ヨーコさんやアラン騎士団長の立ち位置の存在は重要かもしれない。
「前回比較的まともだっただけに、今回ものすごいな貴殿ら」
いや最初にもう一回ブレスぶちかまそうとした癖に、常識人ぶっても説得力ないよ神竜。
いや解っちゃ居るんだ。
「傲慢」とされるに足る事を充分以上にやらかしていることは。
圧倒的な力を背景に、自分の感情優先で事を進める。
やり方の拙さの反省や、後悔を含めても「傲慢」だ。
だって俺は基本的にやり方を変えようとは思っていないんだから。
反省しようが、やり方を変えようが、それを通しているのは「人々の同意」ではない。
人々が同意せざるを得ない圧倒的な力だ。
だけどこうやって直撃されると、へこむものはへこむ。
いや、いい機会だ、ちゃんと自覚しよう。
自己欺瞞に過ぎない気もするが、無自覚よりはいくらかマシだろう。
そう思うと同時に「神の目」が立ち上がる。
『「Deus ex machina」発動中に「Septem peccata mortalia」の並行発動を確認』
『至聖三者PATER「シン」。

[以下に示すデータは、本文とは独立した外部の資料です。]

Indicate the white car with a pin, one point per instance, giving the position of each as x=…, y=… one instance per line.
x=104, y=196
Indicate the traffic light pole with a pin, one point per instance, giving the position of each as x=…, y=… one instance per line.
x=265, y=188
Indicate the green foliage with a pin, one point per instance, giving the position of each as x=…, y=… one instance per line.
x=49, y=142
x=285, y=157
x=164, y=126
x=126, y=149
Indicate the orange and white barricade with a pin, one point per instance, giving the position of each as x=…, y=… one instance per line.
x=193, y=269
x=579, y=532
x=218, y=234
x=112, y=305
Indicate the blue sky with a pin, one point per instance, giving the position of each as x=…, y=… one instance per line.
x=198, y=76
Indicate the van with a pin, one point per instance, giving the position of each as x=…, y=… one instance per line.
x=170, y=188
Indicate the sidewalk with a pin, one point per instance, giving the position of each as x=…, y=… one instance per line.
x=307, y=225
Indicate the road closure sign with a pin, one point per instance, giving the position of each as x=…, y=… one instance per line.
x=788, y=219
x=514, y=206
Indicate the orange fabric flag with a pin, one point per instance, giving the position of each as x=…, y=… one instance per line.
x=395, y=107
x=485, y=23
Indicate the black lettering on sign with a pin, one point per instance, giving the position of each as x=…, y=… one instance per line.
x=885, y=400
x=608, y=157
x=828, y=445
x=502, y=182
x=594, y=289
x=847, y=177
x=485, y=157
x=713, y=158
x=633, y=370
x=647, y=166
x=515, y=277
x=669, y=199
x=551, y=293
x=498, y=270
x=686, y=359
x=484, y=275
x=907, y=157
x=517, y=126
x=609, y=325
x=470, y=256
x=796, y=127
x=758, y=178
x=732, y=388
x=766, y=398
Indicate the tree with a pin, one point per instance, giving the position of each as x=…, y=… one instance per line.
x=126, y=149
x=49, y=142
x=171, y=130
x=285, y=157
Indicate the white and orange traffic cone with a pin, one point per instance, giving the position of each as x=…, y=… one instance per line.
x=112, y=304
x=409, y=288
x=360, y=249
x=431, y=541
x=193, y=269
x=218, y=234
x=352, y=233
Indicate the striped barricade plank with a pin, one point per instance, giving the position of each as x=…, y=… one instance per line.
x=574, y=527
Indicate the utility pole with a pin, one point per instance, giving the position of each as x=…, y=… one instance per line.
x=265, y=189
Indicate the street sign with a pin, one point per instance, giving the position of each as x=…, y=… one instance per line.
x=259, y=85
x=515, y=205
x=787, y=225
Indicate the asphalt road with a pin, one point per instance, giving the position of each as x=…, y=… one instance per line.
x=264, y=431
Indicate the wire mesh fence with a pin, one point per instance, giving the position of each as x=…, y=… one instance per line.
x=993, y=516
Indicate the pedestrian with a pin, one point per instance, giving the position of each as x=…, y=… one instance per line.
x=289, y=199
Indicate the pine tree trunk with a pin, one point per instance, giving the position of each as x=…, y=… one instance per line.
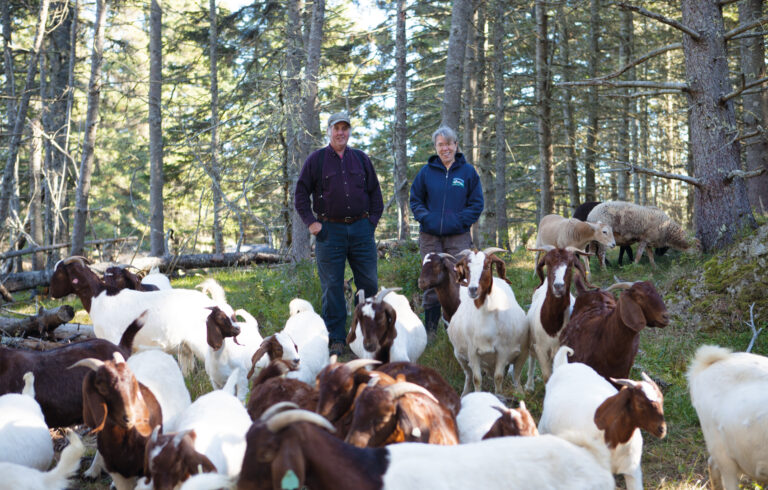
x=721, y=207
x=499, y=99
x=7, y=187
x=590, y=152
x=454, y=64
x=156, y=225
x=91, y=125
x=543, y=104
x=401, y=135
x=755, y=106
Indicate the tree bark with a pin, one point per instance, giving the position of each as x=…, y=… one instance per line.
x=41, y=323
x=543, y=104
x=569, y=125
x=156, y=224
x=213, y=37
x=590, y=152
x=721, y=208
x=454, y=64
x=755, y=106
x=502, y=236
x=91, y=125
x=6, y=188
x=401, y=134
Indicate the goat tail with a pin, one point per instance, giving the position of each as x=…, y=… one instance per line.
x=561, y=357
x=69, y=463
x=705, y=356
x=214, y=290
x=231, y=384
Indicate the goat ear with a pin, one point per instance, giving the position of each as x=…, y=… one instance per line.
x=630, y=312
x=94, y=406
x=351, y=336
x=214, y=337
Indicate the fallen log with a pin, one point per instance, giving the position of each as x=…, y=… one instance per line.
x=28, y=280
x=41, y=323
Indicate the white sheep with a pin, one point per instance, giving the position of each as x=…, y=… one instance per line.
x=19, y=477
x=489, y=330
x=385, y=328
x=309, y=333
x=579, y=399
x=729, y=391
x=24, y=436
x=647, y=225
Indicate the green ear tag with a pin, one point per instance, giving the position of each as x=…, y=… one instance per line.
x=290, y=481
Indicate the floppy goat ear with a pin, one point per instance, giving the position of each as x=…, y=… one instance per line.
x=94, y=406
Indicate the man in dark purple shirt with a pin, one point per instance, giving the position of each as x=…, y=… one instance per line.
x=347, y=204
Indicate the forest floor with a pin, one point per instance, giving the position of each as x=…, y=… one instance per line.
x=708, y=295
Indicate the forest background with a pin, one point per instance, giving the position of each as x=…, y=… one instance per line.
x=184, y=124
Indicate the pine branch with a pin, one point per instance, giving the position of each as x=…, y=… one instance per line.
x=670, y=22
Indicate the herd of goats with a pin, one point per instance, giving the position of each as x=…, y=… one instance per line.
x=285, y=415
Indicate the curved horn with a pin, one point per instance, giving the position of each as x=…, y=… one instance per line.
x=91, y=363
x=492, y=250
x=625, y=382
x=284, y=419
x=399, y=389
x=277, y=408
x=384, y=291
x=356, y=364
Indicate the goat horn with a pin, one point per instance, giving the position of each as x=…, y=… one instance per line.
x=401, y=388
x=384, y=291
x=625, y=382
x=90, y=362
x=492, y=250
x=284, y=419
x=277, y=408
x=356, y=364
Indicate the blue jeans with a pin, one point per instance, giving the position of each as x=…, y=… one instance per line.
x=335, y=244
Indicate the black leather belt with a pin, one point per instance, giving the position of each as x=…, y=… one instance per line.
x=346, y=219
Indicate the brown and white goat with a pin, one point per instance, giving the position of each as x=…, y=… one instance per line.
x=385, y=328
x=603, y=332
x=437, y=271
x=551, y=304
x=399, y=412
x=489, y=331
x=123, y=413
x=59, y=390
x=271, y=387
x=579, y=399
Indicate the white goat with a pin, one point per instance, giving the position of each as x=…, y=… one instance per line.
x=24, y=436
x=309, y=333
x=385, y=328
x=730, y=394
x=19, y=477
x=579, y=399
x=221, y=360
x=489, y=330
x=219, y=422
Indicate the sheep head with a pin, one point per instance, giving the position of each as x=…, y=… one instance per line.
x=637, y=404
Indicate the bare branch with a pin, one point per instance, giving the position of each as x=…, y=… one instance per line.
x=642, y=59
x=665, y=175
x=751, y=325
x=736, y=93
x=680, y=86
x=653, y=15
x=744, y=175
x=745, y=27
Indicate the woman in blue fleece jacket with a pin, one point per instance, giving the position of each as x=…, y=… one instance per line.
x=446, y=200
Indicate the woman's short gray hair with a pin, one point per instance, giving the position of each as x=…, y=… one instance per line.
x=447, y=134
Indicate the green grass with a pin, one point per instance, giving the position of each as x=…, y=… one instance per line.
x=712, y=315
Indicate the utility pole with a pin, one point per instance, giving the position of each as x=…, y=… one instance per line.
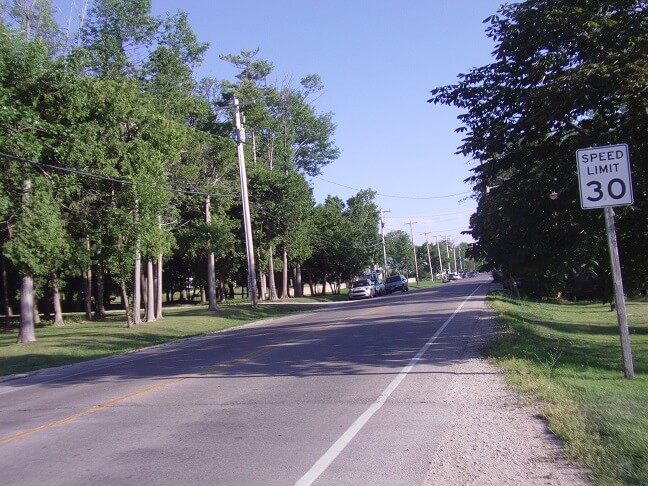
x=429, y=259
x=414, y=249
x=440, y=262
x=382, y=230
x=249, y=245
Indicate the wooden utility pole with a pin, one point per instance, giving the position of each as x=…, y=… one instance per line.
x=249, y=245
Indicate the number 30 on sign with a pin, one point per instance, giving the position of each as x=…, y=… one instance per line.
x=604, y=176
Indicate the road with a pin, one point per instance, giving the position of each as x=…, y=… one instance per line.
x=350, y=394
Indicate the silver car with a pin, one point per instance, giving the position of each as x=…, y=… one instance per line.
x=396, y=282
x=362, y=289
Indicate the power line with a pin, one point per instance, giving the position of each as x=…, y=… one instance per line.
x=106, y=178
x=393, y=196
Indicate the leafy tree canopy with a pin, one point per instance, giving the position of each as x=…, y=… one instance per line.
x=567, y=74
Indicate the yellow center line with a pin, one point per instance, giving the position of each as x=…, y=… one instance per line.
x=157, y=386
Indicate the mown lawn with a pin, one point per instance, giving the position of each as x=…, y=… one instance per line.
x=569, y=356
x=81, y=340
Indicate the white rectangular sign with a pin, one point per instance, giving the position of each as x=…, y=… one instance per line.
x=604, y=176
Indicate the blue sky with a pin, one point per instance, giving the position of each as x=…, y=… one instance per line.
x=378, y=60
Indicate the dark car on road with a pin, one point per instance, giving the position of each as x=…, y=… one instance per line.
x=396, y=282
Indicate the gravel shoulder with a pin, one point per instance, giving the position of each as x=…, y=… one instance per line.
x=494, y=438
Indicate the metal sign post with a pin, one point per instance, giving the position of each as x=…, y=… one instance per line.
x=605, y=182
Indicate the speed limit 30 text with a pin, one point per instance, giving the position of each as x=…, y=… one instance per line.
x=601, y=162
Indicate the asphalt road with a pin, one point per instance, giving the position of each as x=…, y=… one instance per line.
x=348, y=395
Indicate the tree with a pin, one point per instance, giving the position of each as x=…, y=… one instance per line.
x=566, y=75
x=398, y=245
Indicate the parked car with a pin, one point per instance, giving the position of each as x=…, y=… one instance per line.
x=379, y=285
x=396, y=282
x=362, y=289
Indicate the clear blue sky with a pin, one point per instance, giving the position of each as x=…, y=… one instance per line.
x=378, y=60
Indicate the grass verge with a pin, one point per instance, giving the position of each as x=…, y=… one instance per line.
x=569, y=356
x=81, y=340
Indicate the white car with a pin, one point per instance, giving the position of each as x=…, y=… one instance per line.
x=362, y=289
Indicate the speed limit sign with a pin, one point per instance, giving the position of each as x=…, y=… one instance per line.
x=604, y=176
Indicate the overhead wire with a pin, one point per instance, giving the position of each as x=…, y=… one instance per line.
x=394, y=196
x=106, y=178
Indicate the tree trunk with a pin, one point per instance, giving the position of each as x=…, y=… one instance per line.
x=56, y=300
x=5, y=293
x=137, y=290
x=150, y=292
x=100, y=308
x=262, y=278
x=513, y=287
x=36, y=313
x=263, y=281
x=144, y=288
x=285, y=294
x=87, y=285
x=158, y=287
x=273, y=288
x=299, y=289
x=125, y=304
x=26, y=332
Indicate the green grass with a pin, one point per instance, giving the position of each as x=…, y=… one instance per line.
x=81, y=340
x=568, y=355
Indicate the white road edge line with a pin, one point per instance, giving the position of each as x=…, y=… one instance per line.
x=329, y=456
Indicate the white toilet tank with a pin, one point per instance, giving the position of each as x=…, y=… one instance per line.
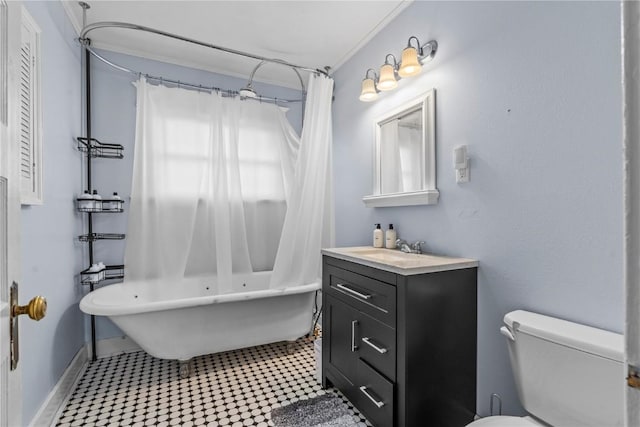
x=566, y=374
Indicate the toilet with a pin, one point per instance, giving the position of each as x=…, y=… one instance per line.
x=566, y=374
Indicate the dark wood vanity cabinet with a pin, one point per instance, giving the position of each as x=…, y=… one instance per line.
x=402, y=348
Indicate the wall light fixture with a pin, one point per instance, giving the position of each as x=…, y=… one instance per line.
x=413, y=57
x=369, y=92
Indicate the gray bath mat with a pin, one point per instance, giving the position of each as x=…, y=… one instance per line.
x=322, y=411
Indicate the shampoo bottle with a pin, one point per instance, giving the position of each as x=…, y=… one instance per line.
x=377, y=237
x=390, y=238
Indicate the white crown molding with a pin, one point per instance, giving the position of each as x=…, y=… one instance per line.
x=383, y=23
x=68, y=8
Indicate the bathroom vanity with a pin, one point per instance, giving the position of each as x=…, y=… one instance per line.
x=399, y=335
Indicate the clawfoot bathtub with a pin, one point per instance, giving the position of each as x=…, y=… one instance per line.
x=183, y=320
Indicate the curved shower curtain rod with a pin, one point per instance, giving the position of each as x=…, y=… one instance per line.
x=180, y=83
x=114, y=24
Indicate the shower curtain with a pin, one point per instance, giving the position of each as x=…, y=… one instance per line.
x=212, y=178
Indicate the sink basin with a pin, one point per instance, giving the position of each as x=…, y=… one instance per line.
x=390, y=256
x=398, y=261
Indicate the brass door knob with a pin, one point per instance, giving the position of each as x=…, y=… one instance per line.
x=36, y=309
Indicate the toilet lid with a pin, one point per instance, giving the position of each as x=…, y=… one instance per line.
x=502, y=421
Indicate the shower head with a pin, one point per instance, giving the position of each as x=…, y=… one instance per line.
x=248, y=92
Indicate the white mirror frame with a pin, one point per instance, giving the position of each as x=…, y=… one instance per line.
x=429, y=194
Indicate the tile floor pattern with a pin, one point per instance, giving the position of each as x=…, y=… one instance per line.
x=236, y=388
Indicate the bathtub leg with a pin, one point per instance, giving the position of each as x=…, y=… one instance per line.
x=291, y=347
x=186, y=368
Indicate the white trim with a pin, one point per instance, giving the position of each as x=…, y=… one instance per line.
x=57, y=399
x=631, y=160
x=426, y=197
x=383, y=23
x=114, y=346
x=429, y=193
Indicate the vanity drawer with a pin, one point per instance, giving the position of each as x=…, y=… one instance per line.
x=373, y=297
x=377, y=345
x=375, y=396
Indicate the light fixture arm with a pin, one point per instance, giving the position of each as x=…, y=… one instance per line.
x=395, y=61
x=425, y=51
x=375, y=75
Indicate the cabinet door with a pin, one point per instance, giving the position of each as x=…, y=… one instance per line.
x=343, y=336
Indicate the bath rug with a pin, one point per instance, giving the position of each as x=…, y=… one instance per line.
x=321, y=411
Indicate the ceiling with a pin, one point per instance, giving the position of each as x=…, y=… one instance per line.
x=314, y=34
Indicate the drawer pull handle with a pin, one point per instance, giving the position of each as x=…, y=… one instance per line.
x=352, y=292
x=354, y=347
x=367, y=341
x=363, y=389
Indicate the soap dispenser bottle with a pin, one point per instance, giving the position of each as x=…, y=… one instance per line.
x=390, y=238
x=377, y=237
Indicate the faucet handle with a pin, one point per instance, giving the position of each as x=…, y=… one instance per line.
x=417, y=246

七罪人superbia「シン」として並行覚醒』
『コード「Lucifer」。能力:FILIUS「クレア」、SPIRITUS SANCTUS「夜」を除く、現存する全プレイヤーキャラクターに対する強制ノン・プレイヤーキャラクター化権限を付与されます。※不可逆性』
……俺はゆっくりと膝をついた。
「システム」この野郎。
そういえばそうだよなー、こいつ傲慢だよなーみたいなタイミングで覚醒させやがって。
これ絶対「堕神群」の介入だろう。
そうに違いない。
「シン君、大丈夫ですか! 大丈夫です、傲慢おっけーです」
「我が主、傲慢でもいいではありませんの。強いからこそ許されることですわ」
君らの認識も統一されたというわけだね。
七罪人superbia:コード「Lucifer」、「傲慢」のシンです。
「憤怒」に続いて二つ目です。
今後ともよろしくお願いします。